Dr Bassett proposed three types of action to address this problem: critical research, internal reform, and public advocacy. Critical research on racism would be directed at identifying barriers to health equity. Institutional structures would be reexamined with a view toward hiring, promoting, training, and retaining staff of color.

"As a mother of black children, I feel a personal urgency for society to acknowledge racism's impact on the everyday lives of millions of people in the United States and elsewhere and to act to end discrimination. As a doctor and New York City's health commissioner, I believe that health professionals have much to contribute to that debate and process. Let's not sit on the sidelines," Dr Bassett writes.

In a second article, David A. Ansell, MD, MPH, and Edwin K. McDonald, MD, both from the Department of Internal Medicine at Rush University Medical Center, Chicago, Illinois cite evidence that racial stereotypes held by physicians can influence clinical decisions and that, despite physicians' and medical centers' best intentions, black–white disparities in outcomes, medical education, and faculty recruitment persist. They highlight the role of "implicit bias," unconscious racial stereotypes that grow from personal and cultural experiences or from lack of day-to-day interactions.

Referring to the Institute of Medicine's 2002 report Unequal Treatment , Dr Ansell and Dr McDonald write, "The [Institute of Medicine's] conclusion was that for almost every disease studied, black Americans received less effective care than white Americans." They suggest that implicit bias might contribute to mistrust on the part of black patients and might influence administrative decisions such as what services to provide or which insurance plans to accept.

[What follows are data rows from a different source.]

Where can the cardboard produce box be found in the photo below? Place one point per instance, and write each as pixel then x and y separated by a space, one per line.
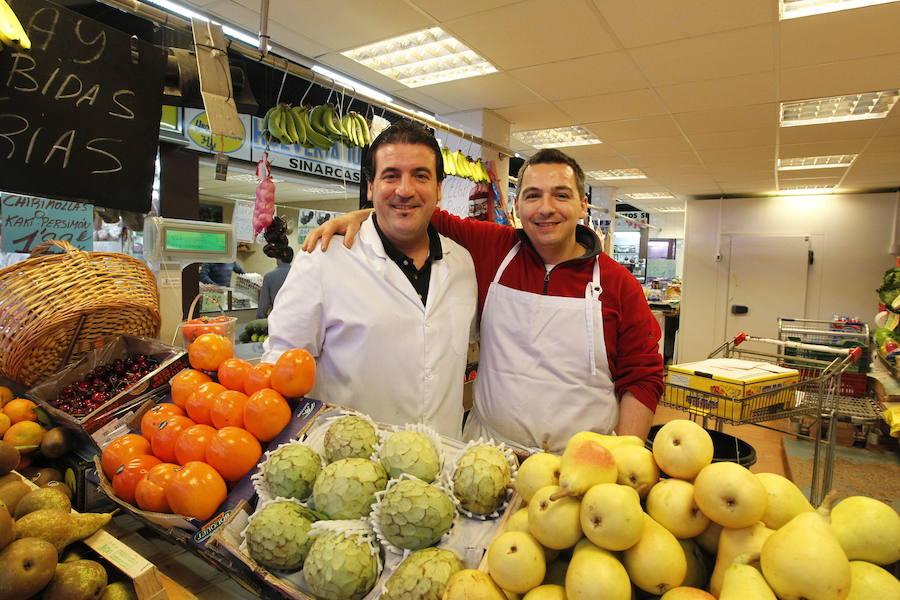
pixel 731 388
pixel 304 413
pixel 120 407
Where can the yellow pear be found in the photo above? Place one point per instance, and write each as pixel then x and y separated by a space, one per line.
pixel 733 543
pixel 611 516
pixel 868 582
pixel 518 521
pixel 516 561
pixel 585 463
pixel 743 582
pixel 681 448
pixel 687 593
pixel 656 563
pixel 698 565
pixel 595 574
pixel 471 584
pixel 709 538
pixel 671 503
pixel 636 467
pixel 554 523
pixel 730 494
pixel 868 529
pixel 546 592
pixel 538 470
pixel 785 500
pixel 804 560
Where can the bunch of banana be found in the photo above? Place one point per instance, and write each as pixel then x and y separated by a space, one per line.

Dr Ansell and Dr McDonald also suggest that implicit racial bias might contribute to the relatively low proportion of black medical students (about 7% of all medical students in 2012, whereas 13% of the US population is black). Within that group, the authors were particularly concerned about the low numbers of black men in medical school, with just 411 in 1980 and 517 in 2012. In contrast, there were 286 black women in medical school in 1980 and 880 in 2012.

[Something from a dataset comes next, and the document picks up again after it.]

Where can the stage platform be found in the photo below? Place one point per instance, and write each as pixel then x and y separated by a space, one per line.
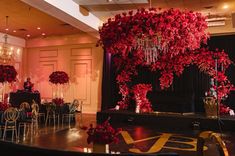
pixel 164 120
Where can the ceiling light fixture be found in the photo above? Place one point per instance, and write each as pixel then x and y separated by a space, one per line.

"Our inability to recruit black men into medicine is alarming, given the urgency of racial health care disparities in the United States," Dr Ansell and Dr McDonald write.

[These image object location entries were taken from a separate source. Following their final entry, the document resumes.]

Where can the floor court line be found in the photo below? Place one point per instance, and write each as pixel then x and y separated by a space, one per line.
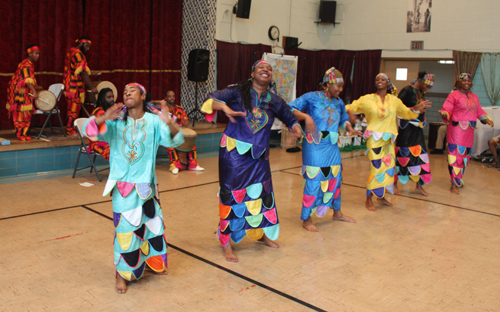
pixel 215 265
pixel 407 196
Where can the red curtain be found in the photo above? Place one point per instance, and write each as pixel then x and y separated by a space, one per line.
pixel 132 41
pixel 52 25
pixel 366 68
pixel 234 64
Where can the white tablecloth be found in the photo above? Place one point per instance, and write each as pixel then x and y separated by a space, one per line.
pixel 484 132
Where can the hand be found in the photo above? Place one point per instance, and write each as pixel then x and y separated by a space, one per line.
pixel 310 125
pixel 113 112
pixel 422 106
pixel 296 131
pixel 231 113
pixel 349 129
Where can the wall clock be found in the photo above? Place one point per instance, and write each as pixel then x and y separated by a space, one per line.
pixel 274 33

They suggest that the low numbers of black faculty members at US medical schools (2.9%) might contribute to this problem. In addition, they note, black faculty members were "less likely than their white counterparts to be promoted, to hold senior faculty or administrative positions, and to receive research awards from the National Institutes of Health," as well as to be full professors.

Dr Ansell and Dr McDonald recommended assessing how bias might contribute to healthcare disparities, medical school recruitment, and faculty retention and auditing care to ensure best treatments and outcomes regardless of race, class, or sex.

"We can assess the climate within our centers and strive to ensure that our recruitment processes, classrooms, clinics, administrations, and boardrooms are inclusive to all," they conclude.

Dr Bassett, Dr Ansell, and Dr McDonald have disclosed no relevant financial relationships.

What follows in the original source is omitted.